After a tumultuous and abusive childhood, the teenage phenomenon (who also started singing in church) sang with a raw, unharnessed energy that matched her male counterparts. Her first hit, in fact, was an in-your-face reply to Hank Ballard’s “Work With Me Annie”; she was 15 when she wrote and cut “Roll With Me Henry” (aka “The Wallflower”). Etta's erotic audacity echoed the raunch of sisters like Bessie Smith and Ma Rainey, but in any era she would be considered a front-line feminist, a womanchild strong enough to dramatize the outrage of her gender, to break old chains and signify, “I don’t want a watchdog…I want a man.”
In the 1960s, James was signed to Chess Records by Leonard Chess. She was the first lady of Chess Records. Her most famous records “I’d Rather Go Blind” , “At Last”, “Something’s Got Hold On Me”, and All I Could Do Was Cry” were all recorded during her time at Chess Records.
Etta James was a powerhouse vocalist who used realism to her advantage. She allowed her life experiences to guide and influence her music. Her use of realism within her music showed and influenced others that being vulnerable allows for a greater connection with the audience. Through her music, she believed that she was singing of precious moments and precious life.
Etta James inspired and influenced genres (R&B and soul) and many artists (Diana Ross, Tina Turner, Beyoncé, Adele, Amy Winehouse, among others, and every karaoke queen on a random Friday night!).

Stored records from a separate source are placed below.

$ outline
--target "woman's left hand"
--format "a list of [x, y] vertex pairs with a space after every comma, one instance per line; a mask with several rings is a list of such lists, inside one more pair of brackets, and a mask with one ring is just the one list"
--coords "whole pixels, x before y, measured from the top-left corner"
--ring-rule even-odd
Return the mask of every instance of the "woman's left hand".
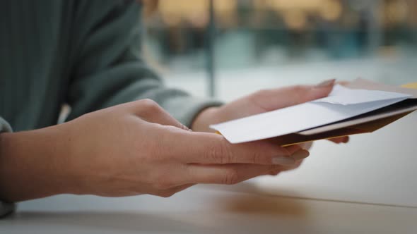
[[[194, 120], [194, 131], [213, 132], [211, 124], [271, 111], [325, 97], [331, 91], [334, 80], [324, 81], [317, 85], [295, 85], [283, 88], [263, 90], [238, 99], [222, 106], [210, 107], [200, 113]], [[346, 143], [348, 137], [330, 140], [335, 143]], [[300, 146], [308, 149], [311, 143]], [[301, 160], [300, 160], [301, 161]]]

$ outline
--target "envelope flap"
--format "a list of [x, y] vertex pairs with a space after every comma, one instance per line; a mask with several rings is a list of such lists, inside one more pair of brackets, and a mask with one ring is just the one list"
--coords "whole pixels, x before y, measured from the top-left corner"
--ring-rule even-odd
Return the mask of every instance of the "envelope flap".
[[362, 78], [358, 78], [345, 86], [351, 89], [394, 92], [411, 95], [411, 98], [417, 98], [417, 90], [416, 89], [387, 85]]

Etta with John Lee Hooker and Carlos Santana
Born November 9, 1970
Song Performed: “It Hurt So Bad”
Her voice has been described as a blend of Bonnie Raitt and Janis Joplin, both of whom she claims as influences and her guitar playing is influenced by Buddy Guy, Johnny "Guitar" Watson, Stevie Ray Vaughan, Freddie King and Doyle Bramhall II.
Susan Tedeschi, an American blues/rock singer and self-taught guitarist, has received five Grammy nominations. She has six albums to her credit. Three of them, Back to the River (2008), Hope and Desire (2005), and Wait for Me (2002) reached #1 on Billboard's Blues Albums chart.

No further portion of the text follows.